Vacuum company Dyson has revealed plans to invest £2 billion (AUD: $3.4 billion) into building an electric car due to be launched in 2020.
In a letter to staff, Dyson founder, James Dyson, announced that the company had begun work on the battery electric vehicle.
“We’ve started building an exceptional team that combines top Dyson engineers with talented individuals from the automotive industry. The team is already over 400 strong, and we are recruiting aggressively,” Mr Dyson said.
In his letter, Mr Dyson also stated that his ambition was to ‘find a solution to the global problem of air pollution’.
“In 1988 I read a paper by the US National Institute for Occupational Safety and Health, linking the exhaust from diesel engines to premature death in laboratory mice and rats.
“In March 1990 a team at Dyson began work on a cyclonic filter that could be fitted on a vehicle’s exhaust system to trap particulates. By 1993 we had developed several working prototypes and showed an early iteration to British television programme Blue Peter. The team went on to develop a much more sophisticated technology.”
He said that at the time, nobody was interested in employing Dyson’s diesel exhaust capture system and the project was dropped.
“In the period since, governments around the world have encouraged the adoption of oxymoronically designated ‘clean diesel’ engines through subsidies and grants.”
However, Mr Dyson said that since automotive firms “were not changing their spots, I committed the company to develop new battery technologies. I believed that electrically powered vehicles would solve the vehicle pollution problem.”
According to World Health Organisation reports “in 2012 about 7 million people died – one in eight of total global deaths – as a result of air pollution exposure.”

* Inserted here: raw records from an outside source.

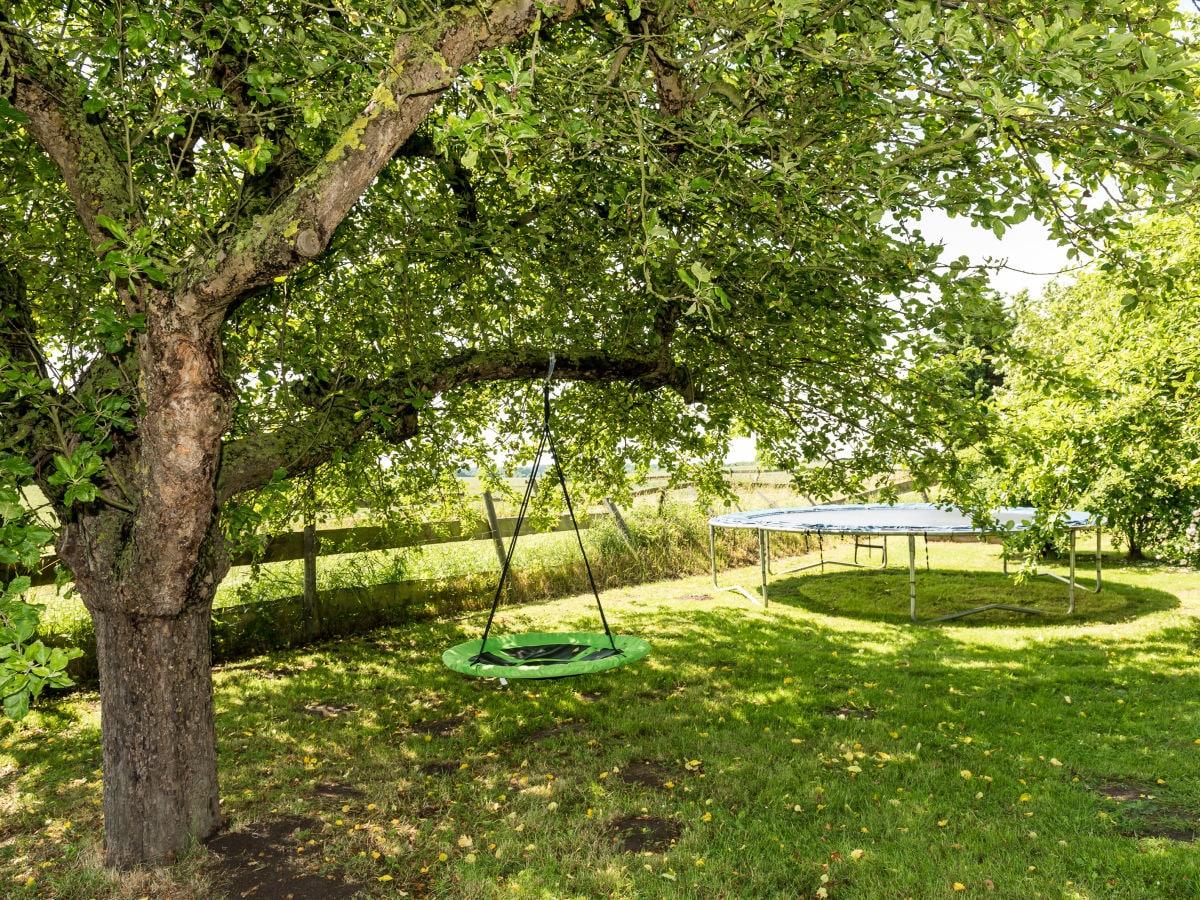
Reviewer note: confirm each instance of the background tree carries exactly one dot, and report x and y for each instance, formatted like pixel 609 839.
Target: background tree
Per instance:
pixel 1103 409
pixel 263 238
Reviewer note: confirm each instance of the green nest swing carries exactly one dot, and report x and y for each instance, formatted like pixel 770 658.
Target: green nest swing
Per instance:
pixel 541 654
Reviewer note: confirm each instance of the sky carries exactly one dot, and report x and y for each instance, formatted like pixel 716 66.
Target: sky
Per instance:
pixel 1031 259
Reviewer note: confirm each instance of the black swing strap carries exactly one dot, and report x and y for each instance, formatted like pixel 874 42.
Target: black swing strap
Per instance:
pixel 546 439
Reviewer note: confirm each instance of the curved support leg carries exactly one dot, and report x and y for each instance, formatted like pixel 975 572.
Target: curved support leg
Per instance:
pixel 736 588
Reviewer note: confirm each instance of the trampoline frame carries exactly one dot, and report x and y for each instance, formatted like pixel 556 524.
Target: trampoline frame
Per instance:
pixel 735 521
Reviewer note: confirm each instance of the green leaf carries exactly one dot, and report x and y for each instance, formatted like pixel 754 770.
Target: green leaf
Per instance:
pixel 16 706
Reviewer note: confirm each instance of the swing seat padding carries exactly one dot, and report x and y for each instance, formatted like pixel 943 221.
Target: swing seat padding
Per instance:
pixel 544 655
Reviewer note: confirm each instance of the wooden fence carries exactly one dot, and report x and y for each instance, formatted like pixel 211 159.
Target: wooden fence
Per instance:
pixel 311 543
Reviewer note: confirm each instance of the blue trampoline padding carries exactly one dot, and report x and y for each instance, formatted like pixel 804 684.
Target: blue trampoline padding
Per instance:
pixel 885 519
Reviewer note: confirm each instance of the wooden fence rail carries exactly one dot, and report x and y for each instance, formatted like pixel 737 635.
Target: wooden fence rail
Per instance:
pixel 330 541
pixel 364 539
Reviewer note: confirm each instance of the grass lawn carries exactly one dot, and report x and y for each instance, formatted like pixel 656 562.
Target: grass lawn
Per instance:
pixel 821 748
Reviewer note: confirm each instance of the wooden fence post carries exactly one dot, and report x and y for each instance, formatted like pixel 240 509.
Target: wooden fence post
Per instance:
pixel 495 525
pixel 310 567
pixel 621 522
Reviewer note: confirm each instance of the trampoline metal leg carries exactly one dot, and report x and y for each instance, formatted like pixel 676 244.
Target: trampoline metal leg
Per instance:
pixel 912 576
pixel 1069 581
pixel 736 588
pixel 763 565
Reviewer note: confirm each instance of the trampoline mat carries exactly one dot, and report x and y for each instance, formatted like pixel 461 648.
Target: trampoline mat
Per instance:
pixel 885 519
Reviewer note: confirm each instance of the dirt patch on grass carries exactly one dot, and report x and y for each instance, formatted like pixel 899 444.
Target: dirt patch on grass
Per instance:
pixel 1123 793
pixel 439 768
pixel 1141 815
pixel 327 711
pixel 261 862
pixel 1164 831
pixel 552 732
pixel 850 712
pixel 432 810
pixel 439 727
pixel 337 791
pixel 647 774
pixel 642 833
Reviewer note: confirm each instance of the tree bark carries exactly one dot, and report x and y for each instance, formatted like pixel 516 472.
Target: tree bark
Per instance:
pixel 159 733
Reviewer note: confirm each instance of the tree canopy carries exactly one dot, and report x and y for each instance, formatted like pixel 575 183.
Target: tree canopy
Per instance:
pixel 1101 405
pixel 244 240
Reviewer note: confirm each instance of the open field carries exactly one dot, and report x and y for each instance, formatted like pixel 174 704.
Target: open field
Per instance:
pixel 823 747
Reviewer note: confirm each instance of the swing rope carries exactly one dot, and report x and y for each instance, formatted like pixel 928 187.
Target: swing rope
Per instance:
pixel 546 439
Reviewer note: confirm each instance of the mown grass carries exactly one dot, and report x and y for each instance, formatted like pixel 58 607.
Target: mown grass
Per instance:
pixel 823 744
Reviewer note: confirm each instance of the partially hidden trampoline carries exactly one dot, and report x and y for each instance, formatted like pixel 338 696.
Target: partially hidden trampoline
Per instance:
pixel 879 522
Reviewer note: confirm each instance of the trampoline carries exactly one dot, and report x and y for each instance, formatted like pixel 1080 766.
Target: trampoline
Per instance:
pixel 901 520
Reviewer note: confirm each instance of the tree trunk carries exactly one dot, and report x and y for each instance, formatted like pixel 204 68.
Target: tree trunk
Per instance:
pixel 148 576
pixel 159 733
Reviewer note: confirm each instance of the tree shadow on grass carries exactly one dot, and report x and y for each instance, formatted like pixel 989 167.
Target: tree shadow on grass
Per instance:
pixel 883 597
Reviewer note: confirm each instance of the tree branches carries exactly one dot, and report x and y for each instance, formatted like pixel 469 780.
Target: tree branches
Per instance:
pixel 343 413
pixel 48 97
pixel 423 66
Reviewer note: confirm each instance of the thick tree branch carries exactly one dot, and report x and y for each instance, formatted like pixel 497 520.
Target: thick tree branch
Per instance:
pixel 424 65
pixel 49 97
pixel 343 418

Mr Dyson said: “It is our obligation to offer a solution to the world’s largest single environmental risk.
“At this moment, we finally have the opportunity to bring all our technologies together into a single product. Rather than filtering emissions at the exhaust pipe, today we have the ability to solve it at the source.”
“The project will grow quickly from here but at this stage we will not release any information.
“Competition for new technology in the automotive industry is fierce and we must do everything we can to keep the specifics of our vehicle confidential.”